The Second Amendment is not a footnote in our Constitution; it is a promise. “A well regulated Militia, being necessary to the security of a free State, the right of the people to keep and bear Arms, shall not be infringed.” These are deliberate words from our Founders. They meant what they wrote. They understood that the right to bear arms was not granted by government, but a natural right of men that must be recognized by that government. It is a natural, God-given right, fundamental to liberty and self-governance.
Alaskans know this instinctively. We live in a place where self-reliance is not a slogan but a way of life. Firearms are not symbols; they are tools of survival and security. Yet even in Alaska, legislation has emerged that seeks to undercut this right, not through outright bans, but through clever language and incremental encroachment. This year, two bills in the Thirty-Fourth Legislature, HB 134 and HB 89, are nibbling at the edges.

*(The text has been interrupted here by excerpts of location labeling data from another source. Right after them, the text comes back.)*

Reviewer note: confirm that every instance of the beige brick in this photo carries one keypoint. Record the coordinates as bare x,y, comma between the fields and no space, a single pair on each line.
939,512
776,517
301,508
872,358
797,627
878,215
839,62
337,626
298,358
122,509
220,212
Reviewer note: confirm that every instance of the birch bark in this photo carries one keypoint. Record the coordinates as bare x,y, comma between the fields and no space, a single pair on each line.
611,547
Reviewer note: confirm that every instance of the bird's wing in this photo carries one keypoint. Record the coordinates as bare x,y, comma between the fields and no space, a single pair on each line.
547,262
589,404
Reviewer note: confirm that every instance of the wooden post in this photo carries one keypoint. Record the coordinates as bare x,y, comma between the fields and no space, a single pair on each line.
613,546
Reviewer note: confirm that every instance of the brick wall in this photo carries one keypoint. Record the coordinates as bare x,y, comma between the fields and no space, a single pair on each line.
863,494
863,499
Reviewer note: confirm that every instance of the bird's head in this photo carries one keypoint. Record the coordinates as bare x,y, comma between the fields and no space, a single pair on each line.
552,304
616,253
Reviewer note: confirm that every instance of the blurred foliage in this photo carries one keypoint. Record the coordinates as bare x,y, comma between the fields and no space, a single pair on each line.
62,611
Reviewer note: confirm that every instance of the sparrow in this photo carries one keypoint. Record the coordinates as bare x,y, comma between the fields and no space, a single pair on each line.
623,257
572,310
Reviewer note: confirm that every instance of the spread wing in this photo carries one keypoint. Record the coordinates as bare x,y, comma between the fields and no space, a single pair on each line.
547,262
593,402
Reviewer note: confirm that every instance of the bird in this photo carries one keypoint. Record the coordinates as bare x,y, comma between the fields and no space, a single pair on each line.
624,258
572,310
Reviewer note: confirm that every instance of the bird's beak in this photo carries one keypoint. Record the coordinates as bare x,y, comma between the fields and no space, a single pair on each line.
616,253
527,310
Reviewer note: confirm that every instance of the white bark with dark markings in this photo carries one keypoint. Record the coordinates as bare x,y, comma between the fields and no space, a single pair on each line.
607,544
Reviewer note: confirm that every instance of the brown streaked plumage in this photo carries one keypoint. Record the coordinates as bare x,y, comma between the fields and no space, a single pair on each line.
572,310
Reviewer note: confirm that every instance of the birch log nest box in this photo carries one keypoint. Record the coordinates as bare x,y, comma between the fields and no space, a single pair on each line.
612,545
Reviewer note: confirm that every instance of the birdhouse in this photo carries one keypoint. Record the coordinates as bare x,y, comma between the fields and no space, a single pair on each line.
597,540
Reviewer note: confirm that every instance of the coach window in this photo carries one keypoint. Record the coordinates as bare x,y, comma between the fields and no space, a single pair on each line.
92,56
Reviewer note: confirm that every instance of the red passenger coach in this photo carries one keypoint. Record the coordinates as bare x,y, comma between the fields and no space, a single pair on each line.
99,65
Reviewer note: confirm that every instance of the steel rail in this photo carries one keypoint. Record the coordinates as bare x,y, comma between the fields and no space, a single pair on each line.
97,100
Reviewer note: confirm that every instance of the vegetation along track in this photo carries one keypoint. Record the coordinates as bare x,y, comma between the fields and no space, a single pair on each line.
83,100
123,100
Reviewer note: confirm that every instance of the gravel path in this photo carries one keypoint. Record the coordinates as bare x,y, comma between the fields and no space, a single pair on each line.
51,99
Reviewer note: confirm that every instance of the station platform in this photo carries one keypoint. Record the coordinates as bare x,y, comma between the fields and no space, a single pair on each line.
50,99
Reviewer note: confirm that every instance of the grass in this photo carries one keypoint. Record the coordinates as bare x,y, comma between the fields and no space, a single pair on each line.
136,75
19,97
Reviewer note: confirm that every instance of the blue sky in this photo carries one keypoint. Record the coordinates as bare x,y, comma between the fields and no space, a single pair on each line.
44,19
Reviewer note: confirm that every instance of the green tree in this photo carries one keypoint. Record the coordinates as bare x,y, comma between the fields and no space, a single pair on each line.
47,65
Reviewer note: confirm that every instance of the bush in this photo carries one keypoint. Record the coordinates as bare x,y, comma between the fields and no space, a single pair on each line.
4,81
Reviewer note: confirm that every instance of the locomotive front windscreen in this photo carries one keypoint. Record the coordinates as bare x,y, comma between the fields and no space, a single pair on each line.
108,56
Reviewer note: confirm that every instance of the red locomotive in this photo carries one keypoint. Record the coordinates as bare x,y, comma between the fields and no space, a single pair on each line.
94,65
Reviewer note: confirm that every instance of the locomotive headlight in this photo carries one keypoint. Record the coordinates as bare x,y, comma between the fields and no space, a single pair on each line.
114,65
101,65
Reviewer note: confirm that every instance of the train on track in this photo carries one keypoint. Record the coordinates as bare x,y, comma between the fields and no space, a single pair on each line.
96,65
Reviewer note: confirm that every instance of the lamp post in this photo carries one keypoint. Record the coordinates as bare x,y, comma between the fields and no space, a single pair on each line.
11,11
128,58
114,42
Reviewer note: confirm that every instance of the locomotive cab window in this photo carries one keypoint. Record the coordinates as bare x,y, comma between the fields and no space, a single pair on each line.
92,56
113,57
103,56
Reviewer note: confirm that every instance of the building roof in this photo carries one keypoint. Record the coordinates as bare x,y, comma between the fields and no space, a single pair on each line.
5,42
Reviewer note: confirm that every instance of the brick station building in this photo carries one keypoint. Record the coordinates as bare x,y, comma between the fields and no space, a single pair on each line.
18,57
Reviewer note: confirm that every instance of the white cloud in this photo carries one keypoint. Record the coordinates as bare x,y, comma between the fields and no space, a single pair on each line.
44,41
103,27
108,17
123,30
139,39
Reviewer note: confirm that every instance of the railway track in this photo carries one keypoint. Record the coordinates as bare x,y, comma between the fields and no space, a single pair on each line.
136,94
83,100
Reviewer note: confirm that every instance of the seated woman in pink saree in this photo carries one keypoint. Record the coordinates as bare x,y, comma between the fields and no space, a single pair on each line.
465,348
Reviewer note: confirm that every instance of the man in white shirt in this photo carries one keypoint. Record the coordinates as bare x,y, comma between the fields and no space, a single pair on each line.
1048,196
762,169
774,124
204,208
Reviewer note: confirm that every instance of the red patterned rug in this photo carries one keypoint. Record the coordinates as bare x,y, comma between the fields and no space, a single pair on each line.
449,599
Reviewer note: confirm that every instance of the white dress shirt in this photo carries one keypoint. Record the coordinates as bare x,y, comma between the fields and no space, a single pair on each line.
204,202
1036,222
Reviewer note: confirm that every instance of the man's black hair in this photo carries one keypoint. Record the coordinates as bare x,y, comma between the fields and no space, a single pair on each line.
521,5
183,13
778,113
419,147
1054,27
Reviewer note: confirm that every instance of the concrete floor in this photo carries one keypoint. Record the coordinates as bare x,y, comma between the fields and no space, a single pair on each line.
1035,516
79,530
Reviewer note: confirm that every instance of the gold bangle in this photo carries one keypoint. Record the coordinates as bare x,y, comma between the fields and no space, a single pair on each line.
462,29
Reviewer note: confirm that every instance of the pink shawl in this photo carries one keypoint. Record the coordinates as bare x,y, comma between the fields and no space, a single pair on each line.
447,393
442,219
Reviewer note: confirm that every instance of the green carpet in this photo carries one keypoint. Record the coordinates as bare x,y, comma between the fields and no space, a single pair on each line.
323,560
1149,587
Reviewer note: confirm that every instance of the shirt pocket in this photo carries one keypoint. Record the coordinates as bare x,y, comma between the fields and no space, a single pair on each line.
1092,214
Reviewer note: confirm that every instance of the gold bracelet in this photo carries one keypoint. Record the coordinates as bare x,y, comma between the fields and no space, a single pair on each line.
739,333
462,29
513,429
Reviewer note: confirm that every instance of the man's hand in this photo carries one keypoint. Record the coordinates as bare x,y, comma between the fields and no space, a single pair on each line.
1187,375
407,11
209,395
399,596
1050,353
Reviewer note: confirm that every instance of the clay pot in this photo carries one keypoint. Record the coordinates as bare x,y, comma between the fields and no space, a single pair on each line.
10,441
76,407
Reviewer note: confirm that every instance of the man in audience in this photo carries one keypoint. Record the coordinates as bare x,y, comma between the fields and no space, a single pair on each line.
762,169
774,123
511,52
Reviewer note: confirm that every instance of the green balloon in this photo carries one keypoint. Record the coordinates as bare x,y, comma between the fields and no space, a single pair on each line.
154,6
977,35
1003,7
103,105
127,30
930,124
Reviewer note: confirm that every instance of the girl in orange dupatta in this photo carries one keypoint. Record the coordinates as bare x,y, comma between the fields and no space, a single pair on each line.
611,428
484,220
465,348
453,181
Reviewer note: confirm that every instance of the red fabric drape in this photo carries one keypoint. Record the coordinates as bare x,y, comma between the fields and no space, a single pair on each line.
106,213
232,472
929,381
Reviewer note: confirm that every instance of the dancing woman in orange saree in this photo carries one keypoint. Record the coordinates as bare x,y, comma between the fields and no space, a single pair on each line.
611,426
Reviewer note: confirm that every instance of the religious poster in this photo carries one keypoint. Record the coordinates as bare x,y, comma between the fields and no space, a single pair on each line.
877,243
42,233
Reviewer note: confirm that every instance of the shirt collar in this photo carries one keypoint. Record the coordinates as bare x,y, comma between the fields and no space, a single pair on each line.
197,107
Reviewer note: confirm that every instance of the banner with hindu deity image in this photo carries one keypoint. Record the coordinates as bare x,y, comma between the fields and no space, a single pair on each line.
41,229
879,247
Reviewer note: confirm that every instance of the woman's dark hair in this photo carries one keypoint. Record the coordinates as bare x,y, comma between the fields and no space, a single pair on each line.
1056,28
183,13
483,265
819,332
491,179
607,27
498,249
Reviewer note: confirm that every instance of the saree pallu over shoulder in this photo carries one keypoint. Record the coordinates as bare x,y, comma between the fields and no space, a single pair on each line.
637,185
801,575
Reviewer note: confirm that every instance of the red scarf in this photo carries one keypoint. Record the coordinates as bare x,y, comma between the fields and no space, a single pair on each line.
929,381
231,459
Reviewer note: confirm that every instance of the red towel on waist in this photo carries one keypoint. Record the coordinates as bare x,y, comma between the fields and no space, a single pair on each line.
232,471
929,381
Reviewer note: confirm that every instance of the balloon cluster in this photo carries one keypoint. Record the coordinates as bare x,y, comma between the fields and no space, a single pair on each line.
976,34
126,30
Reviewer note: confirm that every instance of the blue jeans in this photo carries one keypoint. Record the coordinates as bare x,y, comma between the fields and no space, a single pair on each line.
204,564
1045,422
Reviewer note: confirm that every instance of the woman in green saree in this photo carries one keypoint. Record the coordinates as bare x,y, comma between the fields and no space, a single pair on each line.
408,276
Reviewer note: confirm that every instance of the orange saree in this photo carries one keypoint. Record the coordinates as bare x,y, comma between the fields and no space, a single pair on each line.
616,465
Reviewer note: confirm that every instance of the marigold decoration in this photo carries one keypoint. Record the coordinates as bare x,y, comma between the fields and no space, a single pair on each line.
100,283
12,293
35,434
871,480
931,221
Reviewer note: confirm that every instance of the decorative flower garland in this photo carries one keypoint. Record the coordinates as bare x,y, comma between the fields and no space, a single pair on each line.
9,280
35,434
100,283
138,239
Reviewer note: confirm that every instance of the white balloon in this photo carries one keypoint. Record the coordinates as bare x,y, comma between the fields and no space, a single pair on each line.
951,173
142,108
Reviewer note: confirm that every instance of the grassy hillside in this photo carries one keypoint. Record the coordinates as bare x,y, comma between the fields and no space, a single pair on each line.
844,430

HB 134, introduced by Representative Carrick, is titled the “Alaska Child Access Prevention and Secure Storage of Firearms Act.” While it seems to promote responsible gun storage, it goes further. It amends existing laws and creates a new criminal offense that holds gun owners legally accountable if a minor or prohibited person uses their firearm to commit a crime. Though it stops short of confiscation, it lays the foundation for a legal structure that mirrors so-called “Red Flag” laws. It moves responsibility away from the individual committing the crime and places it on the law-abiding gun owner, a significant and dangerous precedent.
HB 89, introduced by Representative Josephson, creates “gun violence protective orders” that allow law enforcement or family members to petition a court to remove firearms if someone is deemed a threat. These orders can be issued without the gun owner’s presence and require the surrender of firearms within 24 hours. Twenty-four hours, in Alaska? Violations carry stiff penalties, including jail time and heavy fines. This firearm confiscation without due process is not safety, it is big government control.
These are two of the least controversial gun control measures out there. They seem like a good idea to a lot of people, but they’re not. That’s especially true in a state like Alaska, where so many people live in remote areas with dangerous wildlife all around them. It’s not just the predators that can kill you in such a place. Even the prey animals, such as moose, are potentially deadly.
Mandating that someone’s guns be kept locked up where they can’t access them is a problem.
Moreover, I’ve never been fond of any law that punishes the parents for the actions of the child. If the parent does something blatantly irresponsible, charge the parent based on their own actions–and keeping a gun where it can be accessed in an emergency doesn’t rise to that level, in my opinion–but don’t charge parents simply because their kids did something wrong.
And red flag laws, in addition to the due process concerns, also offer up way too many opportunities for abuse.
Now, I don’t know how likely bills like these are to pass in a state like Alaska, but the fact that they were introduced as all is troubling. After all, these are just the kind of bills that some Republicans will cross the aisle for.
Once that starts, though, it can be difficult to stop.